Winning SEC is nice, but not enough

 

 

In most college towns, any day in which the home team staples down a conference championship, clinching an undefeated home season in the process, is a pretty good day.

At the very least, it should yield some sort of celebration.

Not in Lexington.

In Lexington, who has time to celebrate a hard-earned Southeastern Conference title? The Cats have won 43 before this game. In Lexington, why waste time wrapping your head around a season in which UK won every game at Rupp Arena? Since the building opened in 1976, the Cats have posted an undefeated home season about once every four years.

What matters comes in a few weeks.

Sure, the accomplishments look nice. And yes, coach John Calipari has earned a $50,000 incentive for winning the regular season SEC title. But what makes Calipari fit so well at UK is that league titles and nice regular seasons aren’t the goal. The goal, this year, is Indianapolis. Next year, it’ll be Houston.

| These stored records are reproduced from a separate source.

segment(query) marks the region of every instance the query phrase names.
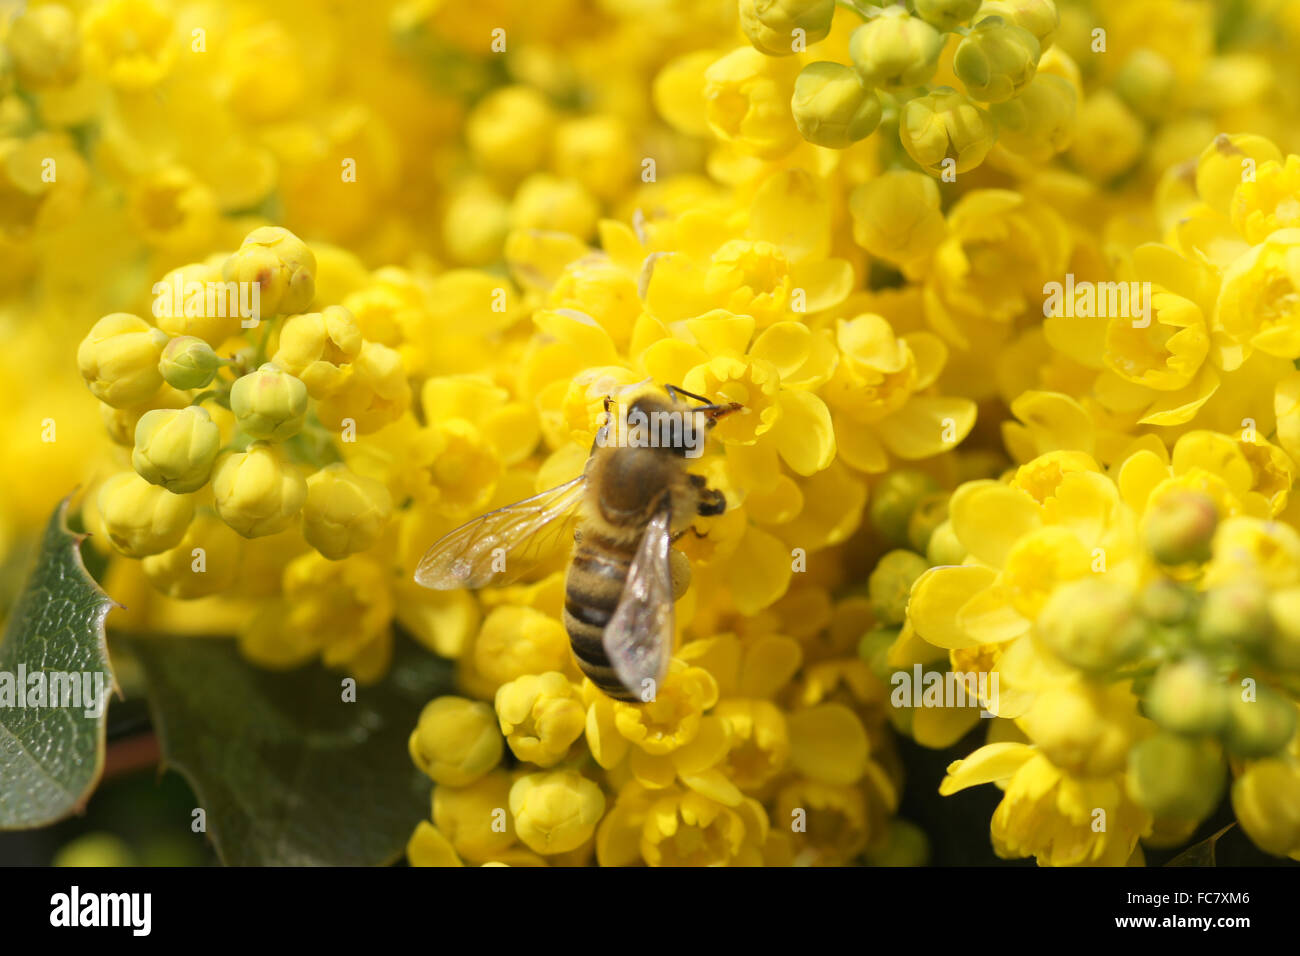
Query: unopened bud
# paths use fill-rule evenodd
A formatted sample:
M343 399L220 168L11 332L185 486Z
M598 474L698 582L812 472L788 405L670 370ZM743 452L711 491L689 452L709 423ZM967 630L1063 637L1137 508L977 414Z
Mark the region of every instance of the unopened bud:
M1147 627L1126 591L1089 577L1053 592L1039 616L1038 634L1070 666L1101 674L1137 656Z
M1249 578L1207 591L1196 619L1197 639L1211 648L1258 648L1272 628L1268 590Z
M907 544L912 512L922 498L938 490L939 483L923 471L900 468L889 472L871 490L871 526L891 547Z
M1257 687L1254 699L1228 696L1228 728L1223 742L1238 757L1268 757L1295 736L1296 705L1271 687Z
M940 30L965 23L980 8L980 0L916 0L916 15Z
M307 414L307 386L267 362L231 386L230 410L245 434L284 441L302 429Z
M1151 556L1166 565L1208 561L1219 513L1209 495L1174 491L1163 495L1146 516Z
M1200 821L1223 796L1226 768L1217 744L1162 731L1129 752L1129 795L1158 817Z
M1218 733L1228 719L1224 688L1199 657L1163 664L1147 692L1151 719L1180 734Z
M997 130L988 113L951 87L908 100L899 114L898 137L907 155L935 176L964 173L984 162Z
M221 429L206 409L155 408L136 423L131 466L150 484L183 495L208 483L220 449Z
M1115 77L1115 92L1147 119L1165 114L1177 85L1178 77L1169 61L1145 48L1130 53Z
M920 86L934 76L943 34L903 7L890 7L853 31L849 56L868 86Z
M817 43L831 32L835 0L740 0L740 27L754 47L771 56L794 52L795 30L804 43Z
M158 360L158 371L172 388L206 388L221 368L212 346L193 335L172 339Z
M925 558L912 551L899 549L883 555L867 579L867 593L876 620L882 624L902 624L907 617L912 582L929 567Z
M794 82L794 123L810 143L844 149L880 125L880 99L840 63L809 63Z
M948 492L926 495L912 509L907 520L907 543L917 554L925 554L934 530L948 520Z
M1040 54L1028 30L1001 17L985 17L958 44L952 68L972 98L1001 103L1034 78Z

The Final Four will always be the goal. Conference titles, gaudy records and even conference tournament championships are just byproducts of crosshairs aimed high.

“The conference tournaments, and my teams have had success historically: We don’t worry about them,” Calipari said. “We just want to get a high seed (in the NCAA Tournament). And I know people get mad, ‘Oh, we’re Kentucky, we don’t do it that way.’ You hired me and that’s how I do it.”

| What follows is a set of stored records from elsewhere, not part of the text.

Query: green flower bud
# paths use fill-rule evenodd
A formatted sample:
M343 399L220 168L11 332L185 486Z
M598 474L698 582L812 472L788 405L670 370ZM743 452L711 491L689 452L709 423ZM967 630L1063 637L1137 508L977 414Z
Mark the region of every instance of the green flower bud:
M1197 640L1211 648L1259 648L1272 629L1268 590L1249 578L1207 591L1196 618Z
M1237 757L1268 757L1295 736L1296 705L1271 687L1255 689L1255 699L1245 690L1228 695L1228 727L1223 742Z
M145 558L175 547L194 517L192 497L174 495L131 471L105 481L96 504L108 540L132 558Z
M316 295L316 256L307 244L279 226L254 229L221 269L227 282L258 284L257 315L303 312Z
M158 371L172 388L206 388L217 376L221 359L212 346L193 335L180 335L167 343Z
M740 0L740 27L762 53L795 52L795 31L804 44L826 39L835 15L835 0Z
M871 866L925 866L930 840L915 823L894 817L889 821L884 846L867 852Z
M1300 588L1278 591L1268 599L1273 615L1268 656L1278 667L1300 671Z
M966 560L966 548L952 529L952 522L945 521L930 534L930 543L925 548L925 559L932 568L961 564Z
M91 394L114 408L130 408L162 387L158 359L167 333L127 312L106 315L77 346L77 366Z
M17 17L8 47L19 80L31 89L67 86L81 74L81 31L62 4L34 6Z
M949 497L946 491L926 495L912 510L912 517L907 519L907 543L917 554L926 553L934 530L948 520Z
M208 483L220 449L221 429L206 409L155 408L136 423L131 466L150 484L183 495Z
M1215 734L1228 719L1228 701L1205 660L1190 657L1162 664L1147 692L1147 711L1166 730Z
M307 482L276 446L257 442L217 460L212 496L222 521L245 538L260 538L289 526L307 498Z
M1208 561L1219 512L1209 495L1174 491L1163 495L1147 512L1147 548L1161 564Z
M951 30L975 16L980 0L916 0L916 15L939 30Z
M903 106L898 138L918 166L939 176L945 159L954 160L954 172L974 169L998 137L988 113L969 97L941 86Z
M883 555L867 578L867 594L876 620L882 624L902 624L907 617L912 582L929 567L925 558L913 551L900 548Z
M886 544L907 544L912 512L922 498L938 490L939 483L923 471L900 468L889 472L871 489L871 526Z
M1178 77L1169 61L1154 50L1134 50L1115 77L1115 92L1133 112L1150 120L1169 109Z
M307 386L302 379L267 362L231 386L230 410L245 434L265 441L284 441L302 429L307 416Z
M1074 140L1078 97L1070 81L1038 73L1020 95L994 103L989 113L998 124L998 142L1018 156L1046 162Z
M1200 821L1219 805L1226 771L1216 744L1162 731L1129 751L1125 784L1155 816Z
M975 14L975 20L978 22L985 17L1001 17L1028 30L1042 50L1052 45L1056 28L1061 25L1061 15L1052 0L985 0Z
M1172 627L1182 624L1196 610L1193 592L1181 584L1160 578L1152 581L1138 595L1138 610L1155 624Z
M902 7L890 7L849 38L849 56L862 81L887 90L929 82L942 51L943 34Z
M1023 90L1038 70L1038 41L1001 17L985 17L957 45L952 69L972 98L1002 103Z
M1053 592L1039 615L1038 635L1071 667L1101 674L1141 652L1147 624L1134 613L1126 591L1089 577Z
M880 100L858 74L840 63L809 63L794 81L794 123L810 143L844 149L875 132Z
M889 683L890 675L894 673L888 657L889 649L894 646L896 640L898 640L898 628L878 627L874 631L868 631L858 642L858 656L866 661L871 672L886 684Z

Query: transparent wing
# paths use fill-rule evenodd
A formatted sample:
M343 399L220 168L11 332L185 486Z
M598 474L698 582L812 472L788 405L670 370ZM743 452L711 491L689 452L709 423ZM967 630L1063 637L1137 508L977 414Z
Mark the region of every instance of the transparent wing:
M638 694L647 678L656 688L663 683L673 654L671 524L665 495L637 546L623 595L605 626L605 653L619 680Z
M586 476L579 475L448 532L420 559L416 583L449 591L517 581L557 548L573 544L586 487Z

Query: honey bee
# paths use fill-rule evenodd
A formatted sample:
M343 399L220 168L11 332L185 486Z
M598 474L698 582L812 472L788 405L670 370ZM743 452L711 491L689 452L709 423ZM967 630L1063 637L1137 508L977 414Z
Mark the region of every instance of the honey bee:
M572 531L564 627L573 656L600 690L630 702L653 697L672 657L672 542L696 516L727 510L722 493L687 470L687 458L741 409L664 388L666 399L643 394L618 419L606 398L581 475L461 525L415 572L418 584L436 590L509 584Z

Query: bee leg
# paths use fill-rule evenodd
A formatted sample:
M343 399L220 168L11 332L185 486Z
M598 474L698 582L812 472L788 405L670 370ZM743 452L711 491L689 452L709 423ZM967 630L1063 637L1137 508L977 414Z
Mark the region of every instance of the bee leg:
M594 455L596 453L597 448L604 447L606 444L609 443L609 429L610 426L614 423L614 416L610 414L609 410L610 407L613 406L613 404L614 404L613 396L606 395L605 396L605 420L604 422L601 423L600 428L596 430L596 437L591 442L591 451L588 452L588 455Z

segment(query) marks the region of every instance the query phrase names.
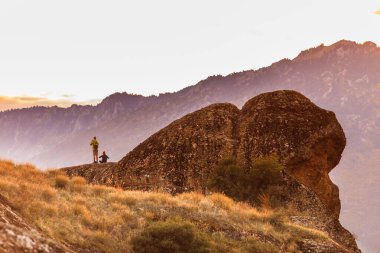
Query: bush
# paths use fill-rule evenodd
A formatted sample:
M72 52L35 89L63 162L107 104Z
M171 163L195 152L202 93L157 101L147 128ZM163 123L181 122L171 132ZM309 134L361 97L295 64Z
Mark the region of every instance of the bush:
M51 202L57 195L57 190L54 188L45 187L44 190L42 190L41 196L42 199L45 200L46 202Z
M210 173L208 186L236 200L258 204L260 195L282 182L282 170L283 166L274 156L257 158L250 168L228 158Z
M234 201L224 194L213 193L208 196L208 199L210 199L215 206L225 210L232 210L234 206Z
M181 220L151 223L132 239L132 246L137 253L211 252L206 236L191 222Z
M250 177L258 190L265 191L268 187L281 183L283 168L276 156L260 157L253 161Z
M75 176L71 179L74 185L85 185L87 183L86 179L83 177Z
M208 186L237 200L246 200L249 194L245 192L248 181L245 171L234 158L219 162L208 179Z
M66 188L69 185L70 179L65 175L58 175L55 178L55 186L57 188Z

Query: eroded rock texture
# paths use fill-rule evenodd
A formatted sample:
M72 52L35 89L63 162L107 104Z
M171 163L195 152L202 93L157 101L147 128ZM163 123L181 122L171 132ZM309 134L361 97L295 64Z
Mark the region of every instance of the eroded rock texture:
M339 190L328 173L339 163L346 138L335 114L294 91L261 94L241 111L239 158L250 164L277 154L287 172L311 188L339 216Z

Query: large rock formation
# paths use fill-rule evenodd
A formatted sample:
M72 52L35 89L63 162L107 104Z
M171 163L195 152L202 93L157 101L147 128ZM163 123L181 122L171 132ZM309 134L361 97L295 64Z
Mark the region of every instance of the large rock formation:
M339 190L328 173L339 163L346 138L333 112L297 92L279 91L249 100L239 122L241 160L250 164L277 154L287 172L339 216Z
M208 174L220 159L235 156L249 165L255 157L276 154L287 172L338 217L338 188L328 173L344 146L334 113L298 92L276 91L249 100L241 111L232 104L215 104L191 113L107 169L67 170L87 173L90 182L126 189L205 192Z
M221 159L237 157L250 166L257 157L275 154L286 169L281 186L286 202L309 213L292 220L327 232L348 249L339 252L360 252L337 219L339 192L328 175L339 163L345 143L333 112L298 92L276 91L254 97L242 110L214 104L191 113L118 163L64 170L91 183L124 189L206 192L208 175Z

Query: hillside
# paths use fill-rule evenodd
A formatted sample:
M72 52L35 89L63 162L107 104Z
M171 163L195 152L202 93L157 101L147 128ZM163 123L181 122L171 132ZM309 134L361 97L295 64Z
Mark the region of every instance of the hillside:
M69 179L58 171L44 173L9 161L0 161L0 173L0 194L9 201L6 208L12 205L38 233L51 238L47 241L67 245L49 252L139 253L148 252L149 245L197 245L193 251L170 252L360 252L337 242L337 231L329 234L319 220L294 210L258 210L221 194L173 197L87 185L80 177ZM2 219L0 236L5 234L2 238L10 242L12 234L6 229ZM156 239L146 238L149 233L158 233ZM165 235L165 241L157 235ZM19 250L37 252L27 246Z
M9 163L0 161L0 169ZM67 247L43 236L17 213L12 204L0 195L0 252L72 252Z
M353 236L338 221L339 189L328 175L339 163L345 143L333 112L298 92L275 91L250 99L242 110L214 104L190 113L153 134L118 163L61 171L126 190L225 192L252 204L262 201L258 196L267 196L268 206L307 213L309 218L300 224L316 220L336 242L355 251ZM222 183L210 185L226 159L234 164L231 174L223 169L217 176ZM247 184L244 178L249 178ZM273 183L267 187L266 181Z
M341 219L360 243L377 252L380 200L373 196L380 194L379 69L380 49L374 43L340 41L259 70L209 77L175 93L152 97L114 94L95 107L3 112L0 154L43 167L82 164L90 161L88 142L97 135L101 149L117 161L173 120L207 105L228 102L241 107L262 92L296 90L334 111L341 122L347 148L332 173L345 196Z

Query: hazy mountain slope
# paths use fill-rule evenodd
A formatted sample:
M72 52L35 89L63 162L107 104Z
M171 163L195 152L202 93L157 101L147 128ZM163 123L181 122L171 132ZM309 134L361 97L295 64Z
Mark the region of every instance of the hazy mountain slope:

Not to say this unit doesn’t want to win these titles. Any competitive person in any discipline (sports included) wants to win everything. That’s why bar fights break out. That’s why people get road rage. Everybody wants to be first at whatever it is they do, whether that’s picking up a girl, winning the race to the next stop light or winning a basketball game.

Right now, UK is No. 3 in the country. After a new poll Monday, it will likely move to No. 2. Either way, that’s not No. 1.

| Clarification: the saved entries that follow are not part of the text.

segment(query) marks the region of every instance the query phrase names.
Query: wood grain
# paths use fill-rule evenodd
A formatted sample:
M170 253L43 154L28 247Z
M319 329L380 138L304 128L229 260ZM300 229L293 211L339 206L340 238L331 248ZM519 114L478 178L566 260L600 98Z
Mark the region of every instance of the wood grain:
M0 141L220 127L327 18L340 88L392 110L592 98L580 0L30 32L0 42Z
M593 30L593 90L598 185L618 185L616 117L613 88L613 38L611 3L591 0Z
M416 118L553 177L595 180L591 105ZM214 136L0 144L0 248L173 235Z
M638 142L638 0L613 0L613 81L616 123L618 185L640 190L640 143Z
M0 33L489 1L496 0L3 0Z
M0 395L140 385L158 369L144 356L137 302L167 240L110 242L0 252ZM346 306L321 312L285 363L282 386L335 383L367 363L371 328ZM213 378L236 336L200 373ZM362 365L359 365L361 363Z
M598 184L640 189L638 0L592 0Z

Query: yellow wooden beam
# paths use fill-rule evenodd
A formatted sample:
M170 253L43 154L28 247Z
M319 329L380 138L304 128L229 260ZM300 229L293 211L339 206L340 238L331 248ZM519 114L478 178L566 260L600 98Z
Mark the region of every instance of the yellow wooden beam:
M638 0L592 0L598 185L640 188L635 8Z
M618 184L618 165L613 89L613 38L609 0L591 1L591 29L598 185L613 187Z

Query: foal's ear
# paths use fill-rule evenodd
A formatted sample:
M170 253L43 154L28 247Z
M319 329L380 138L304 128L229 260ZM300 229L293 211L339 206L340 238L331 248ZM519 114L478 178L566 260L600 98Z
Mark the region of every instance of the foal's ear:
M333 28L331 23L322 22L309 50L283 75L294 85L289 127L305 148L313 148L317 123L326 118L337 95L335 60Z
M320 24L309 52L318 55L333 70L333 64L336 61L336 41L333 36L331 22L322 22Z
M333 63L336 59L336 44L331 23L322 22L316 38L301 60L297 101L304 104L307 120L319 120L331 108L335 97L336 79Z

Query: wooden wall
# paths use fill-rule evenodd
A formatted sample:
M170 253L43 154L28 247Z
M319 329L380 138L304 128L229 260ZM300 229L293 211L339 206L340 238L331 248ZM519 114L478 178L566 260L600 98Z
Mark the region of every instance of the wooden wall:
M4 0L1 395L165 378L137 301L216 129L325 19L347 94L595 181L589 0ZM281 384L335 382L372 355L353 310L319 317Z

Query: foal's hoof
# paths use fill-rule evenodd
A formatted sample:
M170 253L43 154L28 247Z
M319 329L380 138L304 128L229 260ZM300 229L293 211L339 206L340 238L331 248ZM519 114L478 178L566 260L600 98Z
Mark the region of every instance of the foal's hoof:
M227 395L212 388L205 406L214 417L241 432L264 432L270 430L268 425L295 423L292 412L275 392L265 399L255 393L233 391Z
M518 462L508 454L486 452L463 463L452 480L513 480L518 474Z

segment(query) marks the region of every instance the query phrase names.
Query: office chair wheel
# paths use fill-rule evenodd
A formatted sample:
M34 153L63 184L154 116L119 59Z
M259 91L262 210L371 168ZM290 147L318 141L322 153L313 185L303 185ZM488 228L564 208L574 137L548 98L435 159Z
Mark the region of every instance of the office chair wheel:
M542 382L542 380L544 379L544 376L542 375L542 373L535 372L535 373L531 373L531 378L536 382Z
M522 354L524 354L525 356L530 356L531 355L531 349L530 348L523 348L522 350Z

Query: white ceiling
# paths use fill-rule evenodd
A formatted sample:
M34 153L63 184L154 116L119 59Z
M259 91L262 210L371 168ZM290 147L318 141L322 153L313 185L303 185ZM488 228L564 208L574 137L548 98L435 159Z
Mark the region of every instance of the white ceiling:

That’s one reason why the Cats will compete as hard as they can in Nashville next week, even though they’ve already likely sealed a top-line seed in the NCAA Tournament. Not because they need to play hard and win to get in — remember last year? — but because they’re not No. 1.

They have work to do.

After strangling Florida early on Sunday, using a 14-0 run to open up an 18-point lead, the Cats characteristically let up. Over the span of the next 19 minutes of game-time, the Gators worked their way back into the game, down by just two points with 5:23 left to play.

Over the course of the year, the Cats have adopted the pattern of leading big, idling for significant chunks of time and holding on to win.

“We get leads on teams and we always find ways to let them come back,” said John Wall, who scored four straight points to thwart Florida’s final push. “When we look up at the scoreboard and see that we’re up 18, we don’t have that aggressiveness anymore. We don’t play defense with the same passion that we did earlier.”

In the regular season, a team’s endurance may catch up with its ability to come  back from an 18-, 19- or 20-point deficit. But in the NCAA Tournament, if you don’t come back, what is there left to save energy for?

When UK faces an all-out blitz in the final minutes, it needs to know how to respond. And that response will have to contradict the status quo. After Sunday’s game Wall, Patrick Patterson and Darius Miller all separately provided the same answer: Just focus. Each admitted the solution is easier said than done, but that’s what they need to do between now and March Madness to make this team as upset-proof as any other in the field.

Because in Lexington — fair or not — what’s been won so far is great. But it’s not enough.